Komitmen tersebut disampaikan oleh Bupati Bandung, Dadang Supriatna, saat menghadiri pembukaan Rapat Kerja Nasional (Rakernas) dan Pendidikan serta Pelatihan Nasional (Diklatnas) Dewan Pimpinan Pusat Lembaga Seni Qasidah Indonesia Nusantara Jaya (DPP LASQI NJ) di Gedung Moh. Toha, Soreang, Kamis (30/7/2026) malam.
Bupati yang akrab disapa Kang DS ini berharap pelaksanaan Rakernas dan Diklatnas yang berlangsung hingga 2 Agustus 2026 tersebut menghasilkan keputusan strategis. Hal ini penting untuk memperkuat eksistensi seni qasidah agar mampu beradaptasi dengan perkembangan zaman tanpa kehilangan nilai-nilai aslinya.
“Seni qasidah merupakan warisan budaya yang tumbuh secara turun-temurun. Di Kabupaten Bandung, hampir setiap pesantren memiliki grup qasidah. Ini potensi besar yang harus terus kita jaga dan kembangkan,” ujar Kang DS.
Menurutnya, qasidah bukan sekadar media hiburan, melainkan juga sarana dakwah yang efektif menyampaikan nilai-nilai keislaman. Karena itu, diperlukan sinergi semua pihak agar seni qasidah makin diminati generasi muda, lebih kreatif, dan berdaya saing. Sebagai bentuk dukungan nyata, Kang DS menyatakan kesiapan Kabupaten Bandung menjadi tuan rumah ajang tingkat nasional tersebut.
Menanggapi hal itu, Ketua Umum DPP LASQI NJ, K.H. Jazilul Fawaid, mengapresiasi perhatian besar Pemkab Bandung. Ia mengungkapkan bahwa salah satu alasan dipilihnya Kabupaten Bandung sebagai lokasi Rakernas dan Diklatnas adalah tingginya kepedulian kepala daerahnya terhadap seni qasidah.

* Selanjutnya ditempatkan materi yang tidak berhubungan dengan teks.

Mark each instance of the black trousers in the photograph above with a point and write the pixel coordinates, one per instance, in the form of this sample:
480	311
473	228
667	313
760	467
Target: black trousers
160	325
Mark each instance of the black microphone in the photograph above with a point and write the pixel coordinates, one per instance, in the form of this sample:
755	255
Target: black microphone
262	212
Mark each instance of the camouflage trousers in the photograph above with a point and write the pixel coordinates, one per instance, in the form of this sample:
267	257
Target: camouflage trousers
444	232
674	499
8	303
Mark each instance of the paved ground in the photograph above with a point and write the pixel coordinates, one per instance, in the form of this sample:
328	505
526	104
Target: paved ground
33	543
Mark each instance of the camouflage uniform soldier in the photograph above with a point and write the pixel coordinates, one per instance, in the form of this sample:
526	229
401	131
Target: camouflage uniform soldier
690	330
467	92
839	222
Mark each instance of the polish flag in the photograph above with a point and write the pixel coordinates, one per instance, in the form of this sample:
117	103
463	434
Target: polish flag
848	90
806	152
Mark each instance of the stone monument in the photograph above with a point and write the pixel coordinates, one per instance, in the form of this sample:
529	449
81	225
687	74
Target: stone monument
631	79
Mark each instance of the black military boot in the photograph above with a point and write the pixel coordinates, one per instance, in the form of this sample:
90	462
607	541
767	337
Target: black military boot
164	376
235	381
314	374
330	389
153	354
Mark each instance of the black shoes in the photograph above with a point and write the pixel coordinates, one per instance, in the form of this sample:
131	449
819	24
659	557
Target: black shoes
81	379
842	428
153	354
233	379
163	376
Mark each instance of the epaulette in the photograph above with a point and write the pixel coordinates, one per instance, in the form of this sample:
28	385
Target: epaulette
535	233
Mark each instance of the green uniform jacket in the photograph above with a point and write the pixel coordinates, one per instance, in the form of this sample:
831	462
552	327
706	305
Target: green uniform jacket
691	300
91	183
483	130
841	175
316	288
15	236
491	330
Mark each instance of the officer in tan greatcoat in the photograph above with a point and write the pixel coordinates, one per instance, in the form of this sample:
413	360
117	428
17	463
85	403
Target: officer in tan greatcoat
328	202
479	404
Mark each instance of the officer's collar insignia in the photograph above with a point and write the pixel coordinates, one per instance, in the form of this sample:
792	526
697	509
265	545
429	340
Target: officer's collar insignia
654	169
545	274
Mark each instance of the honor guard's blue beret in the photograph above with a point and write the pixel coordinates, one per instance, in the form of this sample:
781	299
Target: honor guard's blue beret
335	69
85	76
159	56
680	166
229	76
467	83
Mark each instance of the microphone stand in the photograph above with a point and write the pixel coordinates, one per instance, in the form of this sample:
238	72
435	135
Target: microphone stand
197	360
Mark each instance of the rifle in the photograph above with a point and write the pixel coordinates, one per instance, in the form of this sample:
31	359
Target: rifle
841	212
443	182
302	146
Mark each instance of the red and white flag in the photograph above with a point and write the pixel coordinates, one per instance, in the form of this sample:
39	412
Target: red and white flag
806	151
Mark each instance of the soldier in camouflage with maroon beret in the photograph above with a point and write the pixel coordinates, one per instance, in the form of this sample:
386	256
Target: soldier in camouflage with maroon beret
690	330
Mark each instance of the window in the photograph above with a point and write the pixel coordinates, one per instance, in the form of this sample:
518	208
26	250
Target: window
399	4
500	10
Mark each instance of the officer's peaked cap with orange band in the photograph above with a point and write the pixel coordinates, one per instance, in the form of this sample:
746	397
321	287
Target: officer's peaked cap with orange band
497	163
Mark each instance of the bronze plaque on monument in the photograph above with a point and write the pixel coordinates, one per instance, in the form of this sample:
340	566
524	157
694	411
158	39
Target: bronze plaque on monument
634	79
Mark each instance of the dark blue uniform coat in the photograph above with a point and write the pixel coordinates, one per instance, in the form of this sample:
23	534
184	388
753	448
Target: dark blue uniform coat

“Bupati Bandung sangat peduli terhadap perkembangan seni qasidah. Tidak semua kepala daerah memiliki perhatian seperti ini,” puji Jazilul. Ia menambahkan bahwa usulan Kabupaten Bandung sebagai tuan rumah festival nasional akan dibahas lebih lanjut di tingkat forum pusat.
Pada kesempatan yang sama, Wakil Ketua DPR RI sekaligus Bendahara Umum DPP LASQI NJ, Cucun Ahmad Syamsurijal, secara resmi membuka acara dan menegaskan pentingnya menjaga keberlangsungan qasidah di tengah pesatnya perkembangan budaya populer.
Rakernas dan Diklatnas ini diharapkan menjadi momentum emas untuk memperkuat konsolidasi organisasi sekaligus merumuskan langkah strategis pengembangan seni qasidah secara nasional.
Turut hadir dalam acara tersebut Ketua DPRD Kabupaten Bandung Renie Rahayu Fauzi, Anggota Komisi IX DPR RI Asep Romy Romaya, Kepala Dinas Kebudayaan Kabupaten Bandung, jajaran pengurus DPP LASQI NJ, Ketua LASQI NJ Jawa Barat, serta peserta dari berbagai daerah di Indonesia.